Utility Power(Dual Circuits, Dual Power Supplies)


This shows dual power supplies, each being fed from a separate outlet, and each outlet is fed with a dedicated circuit.  Here we can tolerate a single power supply failure, as well as one of the two dedicated circuit breakers tripping.  If you need redundancy but aren’t getting a UPS for some reason(again, you should be getting a UPS), this would be the design I would want to go with.

UPS(Dual Power Supplies)

power_red4This starts to provide us some more resiliency.
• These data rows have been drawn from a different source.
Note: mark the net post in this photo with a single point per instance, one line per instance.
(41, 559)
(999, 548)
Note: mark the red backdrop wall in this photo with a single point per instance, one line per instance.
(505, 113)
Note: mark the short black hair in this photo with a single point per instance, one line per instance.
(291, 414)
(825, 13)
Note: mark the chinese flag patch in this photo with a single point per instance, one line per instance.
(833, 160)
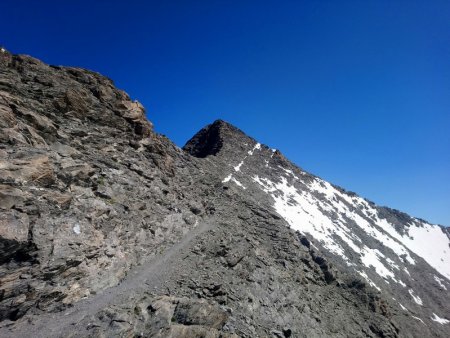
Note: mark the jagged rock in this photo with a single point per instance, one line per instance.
(108, 229)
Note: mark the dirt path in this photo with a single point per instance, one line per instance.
(148, 276)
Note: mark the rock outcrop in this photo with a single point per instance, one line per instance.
(109, 229)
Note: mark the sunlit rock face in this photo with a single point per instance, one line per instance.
(109, 229)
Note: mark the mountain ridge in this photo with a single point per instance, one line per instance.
(91, 196)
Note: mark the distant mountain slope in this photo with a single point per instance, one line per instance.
(404, 257)
(109, 229)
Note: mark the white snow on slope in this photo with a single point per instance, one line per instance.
(440, 282)
(304, 212)
(256, 147)
(440, 320)
(416, 298)
(77, 229)
(238, 167)
(238, 183)
(420, 320)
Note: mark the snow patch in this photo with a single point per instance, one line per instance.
(364, 275)
(256, 147)
(440, 282)
(439, 320)
(238, 167)
(416, 298)
(227, 179)
(418, 319)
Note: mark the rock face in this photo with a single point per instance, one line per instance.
(108, 229)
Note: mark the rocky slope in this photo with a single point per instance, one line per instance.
(109, 229)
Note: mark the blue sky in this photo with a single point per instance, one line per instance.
(357, 92)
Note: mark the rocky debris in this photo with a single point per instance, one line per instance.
(93, 208)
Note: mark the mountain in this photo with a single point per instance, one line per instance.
(109, 229)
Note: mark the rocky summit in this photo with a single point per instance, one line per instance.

We still have redundant power supplies in the event that one dies.  We’re no longer relying on just the utility power to keep the switch up.  We add in a UPS which will give us an additional runtime should the utility power go down for a short time.  It’s important to note that the UPS generally isn’t meant to provide long term back up power.  Usually it is designed to handle short term failures, and while you can add additional batteries it starts to become costly.   The UPS does end up being a single point of failure, bringing us to the next scenario.

Dual UPS(Dual Power Supplies)


This provides the same redundancy as the previous example, but adds in an additional UPS, eliminating the UPS as the single point of failure.

Generator, UPS, Dual Power Supplies

power_red6This is the last example I’ll go into, providing the most redundancy so far.  In this case you have Utility power and a generator feeding an Auto Transfer Switch(ATS).  The ATS will switch to generator power if it detects the loss of utility power.  This feeds a UPS which provides cleaner power to the end networking or server equipment.  The UPS also allows you to keep the network switch up in the time it takes the generator to start up and provide electricity.  You would see this setup in the datacenter or environments that can’t tolerate any downtime.

And so on….

There are probably an infinite amount of redundant power configurations I could go into.  This shows the more common ones that I’ve run across, but is definitely not every one out there( you could have two separate utilities feed power, multiple generators, etc).  The main point I hope this gets across is that just having redundant power supplies in your piece of equipment doesn’t mean much unless you consider all of the components that come before electricity makes it to your switch.